La forme de ce film est construite autour d’un cheminement le long de la Nyabarongo mais le terme de cheminement est un bien piètre mot pour décrire ces quelques 3 heures de flot d’images et de paroles. Images d’archives inédites, images de morts secs, de morts gonflés par l’eau du lac Victoria, image de victimes coupées voire découpées quasi scientifiquement, image de rescapés torturés par les mots qui ne veulent pas sortir pour décrire le viol, images de prisonniers repentants devant un rescapé pardonnant, images de génocidaires tranquilles qui, si c’était à refaire, ne changerait rien. Et en contre point un sage qui raconte tout depuis le début : Comment le chemin le plus court devait être emprunté par les Tutsi pour rejoindre leurs ancêtres d’Abyssinie. Il raconte l’Histoire du Rwanda.

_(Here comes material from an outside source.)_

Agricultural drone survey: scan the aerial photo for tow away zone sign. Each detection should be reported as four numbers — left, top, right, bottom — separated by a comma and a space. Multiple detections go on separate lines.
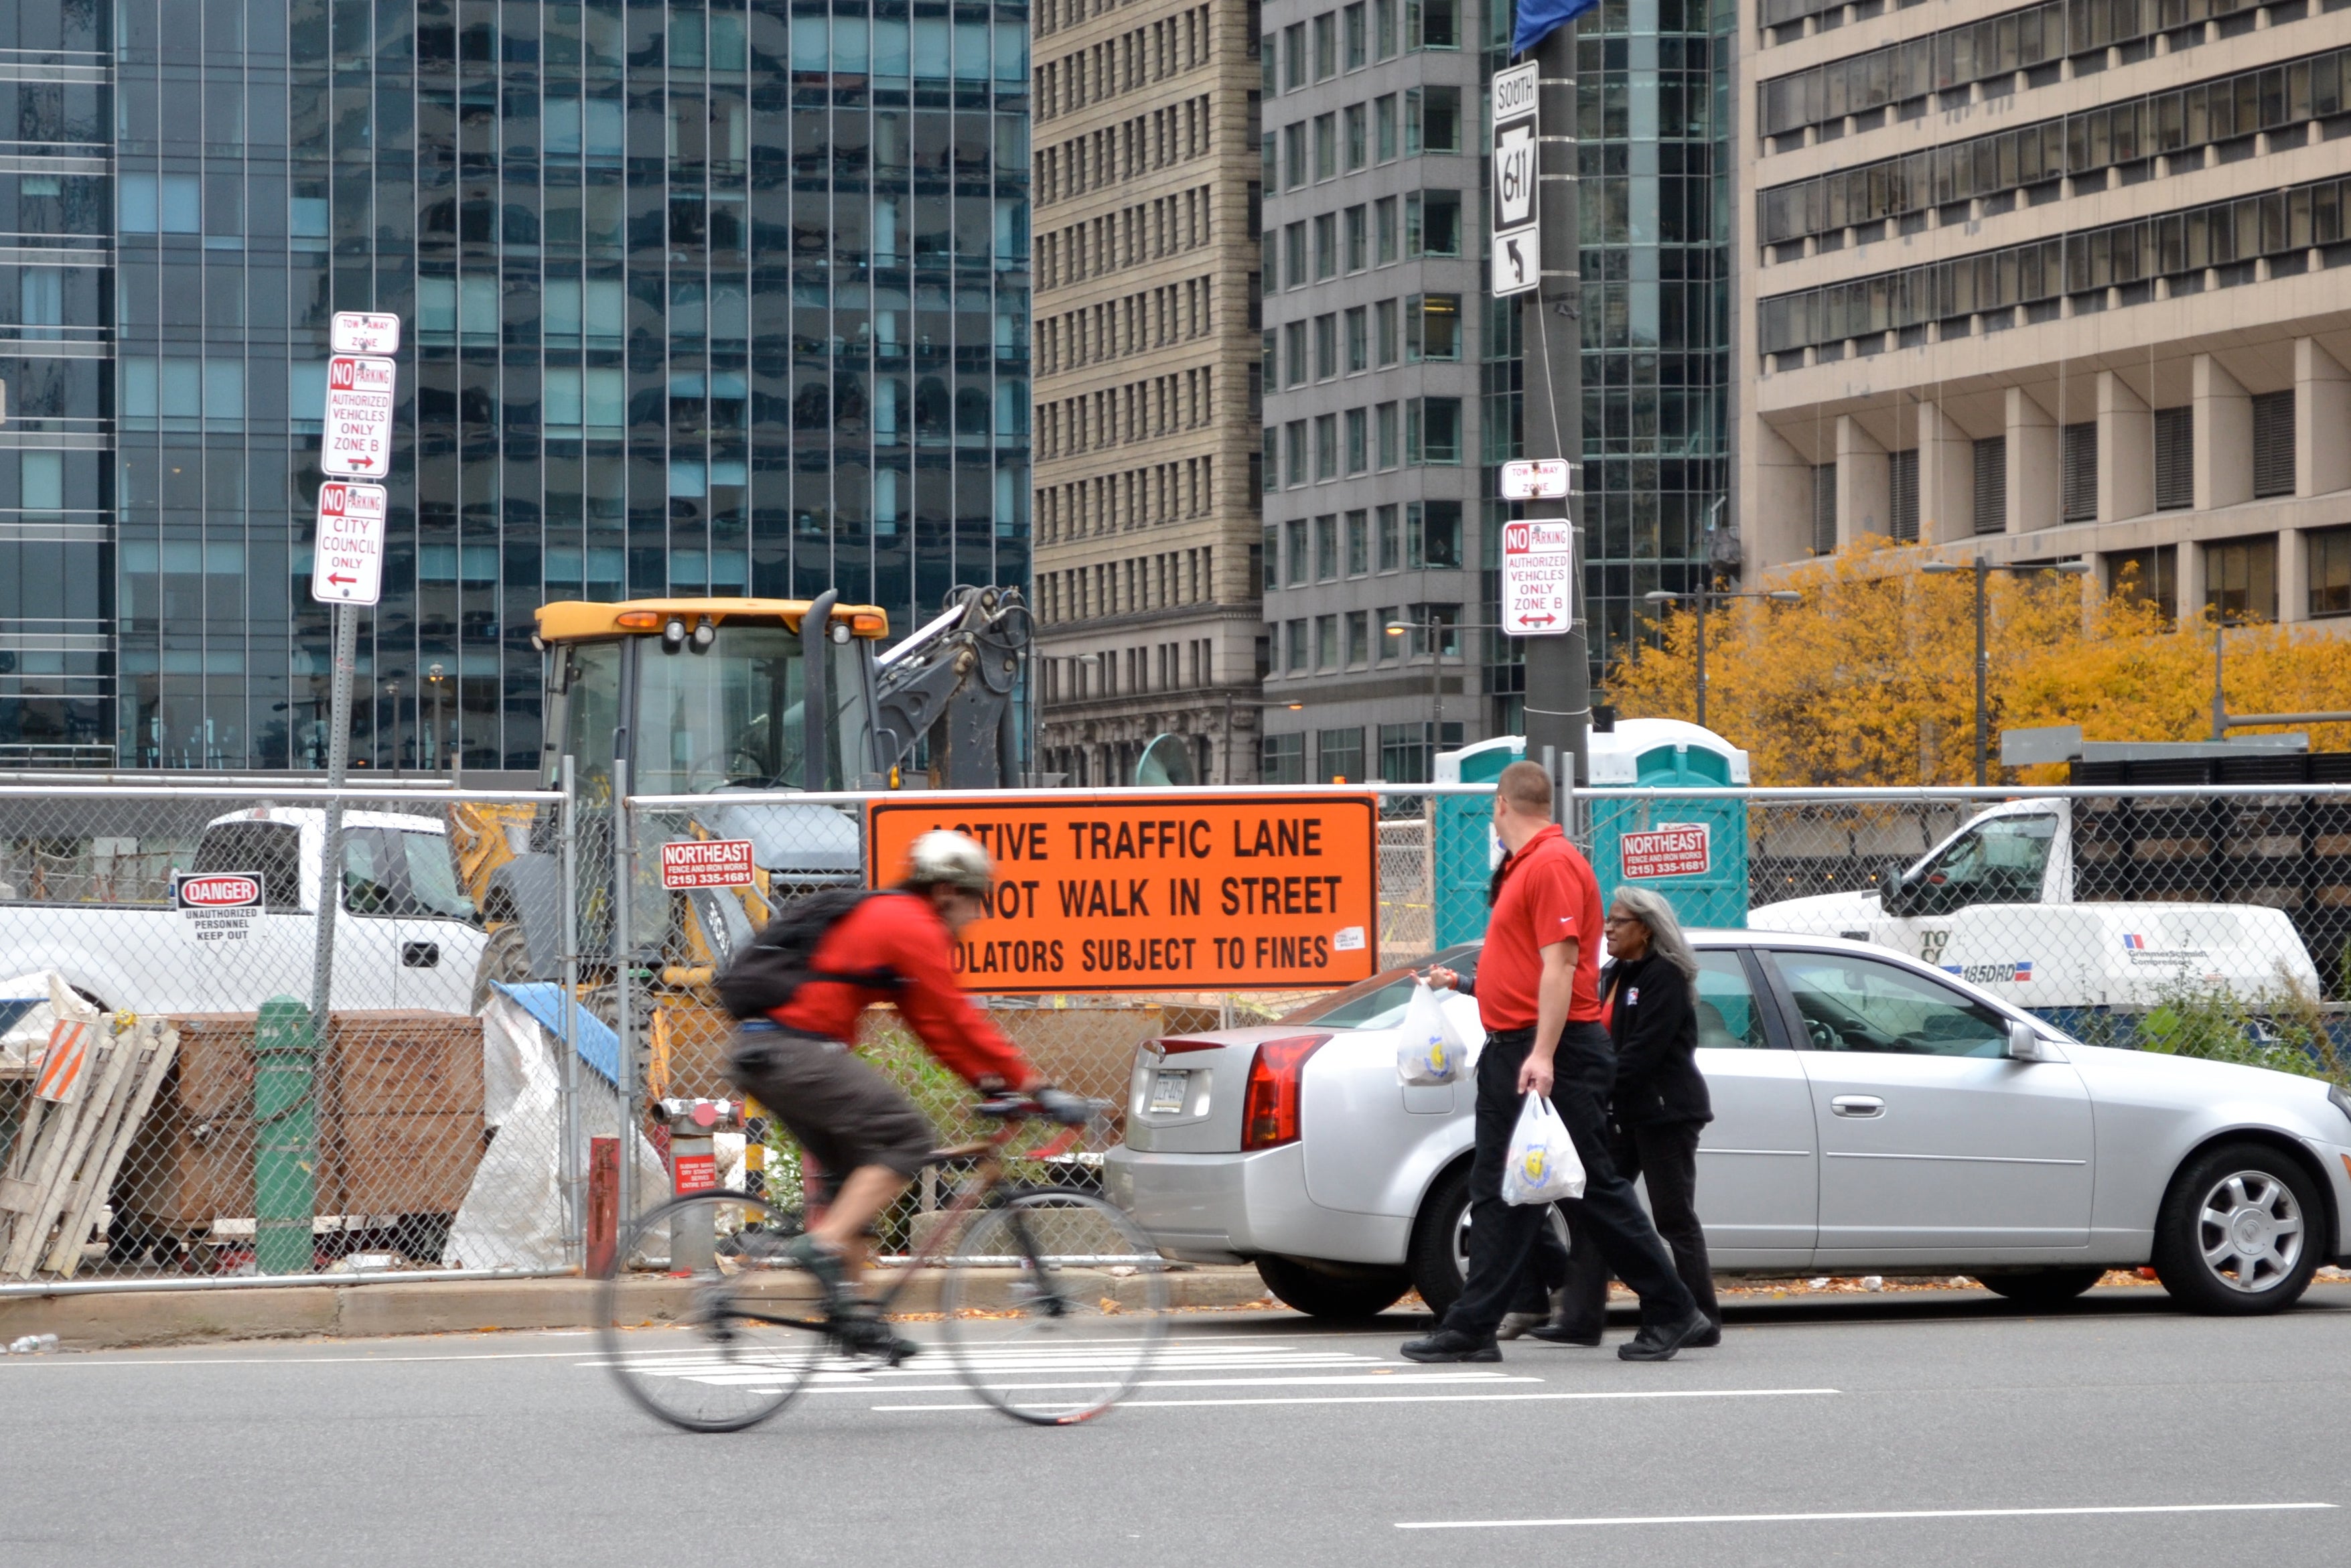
312, 482, 388, 605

Dady a décliné toutes les situations possibles autour de ce chemin vers l’Abyssinie. Chacune des images les plus terribles n’est jamais montrée une seule fois mais trois, quatre, cinq fois... Dady y revient comme reviennent les rêves traumatiques et les flash back. Il nous démontre que la violence est partout parce que la violence est active dans chaque rescapé. Il a décidé de dire tout ce qui était dicible et lorsque ça ne l’est pas par lui, comme ces situations impossibles où la victime pardonne à son bourreau tandis que ce dernier détaille tranquillement ses tueries, il met les acteurs en situation et c’est l’insoutenable de la situation qui nous saute violemment au visage, au ventre. Quand il n’a pas assez d’images, de mots pour décrire, il fait appel à la bande dessinée.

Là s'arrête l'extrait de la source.